Si tratta di una raccolta centrale per l’arte moderna e contemporanea italiana, arricchita anche da capolavori di artisti stranieri. Il nuovo allestimento contribuisce a raccontare l’evoluzione dell’arte degli ultimi due secoli, fatta di movimenti, correnti, scuole di pensiero e percorsi artistici molto diversi tra loro.

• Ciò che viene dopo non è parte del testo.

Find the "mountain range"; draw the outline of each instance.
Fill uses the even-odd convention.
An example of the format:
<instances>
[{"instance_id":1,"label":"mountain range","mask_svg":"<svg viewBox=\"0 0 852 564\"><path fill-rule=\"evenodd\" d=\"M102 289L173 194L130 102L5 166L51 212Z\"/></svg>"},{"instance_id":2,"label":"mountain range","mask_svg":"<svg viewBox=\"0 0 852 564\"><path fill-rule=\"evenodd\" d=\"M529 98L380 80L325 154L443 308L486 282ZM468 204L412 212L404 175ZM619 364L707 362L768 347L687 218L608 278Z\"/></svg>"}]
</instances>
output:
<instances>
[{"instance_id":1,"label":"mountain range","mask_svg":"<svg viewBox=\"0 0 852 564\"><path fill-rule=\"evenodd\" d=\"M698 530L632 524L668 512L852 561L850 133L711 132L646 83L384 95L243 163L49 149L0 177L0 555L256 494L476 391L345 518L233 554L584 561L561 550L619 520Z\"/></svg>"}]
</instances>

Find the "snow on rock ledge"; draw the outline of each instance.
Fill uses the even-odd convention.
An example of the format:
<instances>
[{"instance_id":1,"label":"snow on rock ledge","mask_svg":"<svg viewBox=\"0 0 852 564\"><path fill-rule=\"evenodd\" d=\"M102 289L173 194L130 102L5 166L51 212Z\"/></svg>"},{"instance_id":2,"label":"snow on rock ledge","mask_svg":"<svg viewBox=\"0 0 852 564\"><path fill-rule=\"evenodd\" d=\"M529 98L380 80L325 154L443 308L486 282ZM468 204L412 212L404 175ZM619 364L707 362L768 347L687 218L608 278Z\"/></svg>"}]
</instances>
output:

Grazie al Ministero della Cultura, ai fondi PNRR e alla Digital Library, la Galleria ha avviato un importante processo di digitalizzazione della collezione. La scelta delle opere nasce soprattutto da esigenze conoscitive e conservative: osservare meglio, documentare con precisione, raccogliere informazioni che non sempre la visione diretta permette di cogliere.
Le acquisizioni ad alta definizione e le scansioni tridimensionali consentono di entrare nella materia delle opere con uno sguardo nuovo. Questo vale in modo particolare per i lavori caratterizzati da una forte presenza fisica dei materiali, come alcune opere di Burri, dove superfici, consistenze e tecniche non tradizionali richiedono strumenti capaci di seguirne l’evoluzione nel tempo.
Per le immagini ad alta definizione viene utilizzata una tecnica basata sulla ripresa di più porzioni dell’opera. Ogni dettaglio viene fotografato separatamente e poi ricomposto attraverso un programma, fino a ottenere una visione complessiva estremamente nitida. È un modo per avvicinarsi all’opera senza intervenire sulla sua superficie, rendendo visibili elementi che a occhio nudo resterebbero difficili da percepire.
La digitalizzazione diventa così uno strumento utile anche per seguire lo stato di conservazione delle opere. L’osservazione ravvicinata delle superfici permette di riconoscere segni, variazioni e possibili alterazioni dei materiali, offrendo informazioni preziose per documentare l’opera nel presente e accompagnarne la tutela nel tempo.
Alla Galleria Nazionale d’Arte Moderna e Contemporanea, il digitale non sostituisce l’esperienza dell’opera, ma la approfondisce. Le immagini ad alta definizione e i modelli tridimensionali aprono nuove possibilità per studiare forme, superfici e materiali, offrendo alla ricerca e alla fruizione strumenti più accurati per conoscere una collezione in continua trasformazione.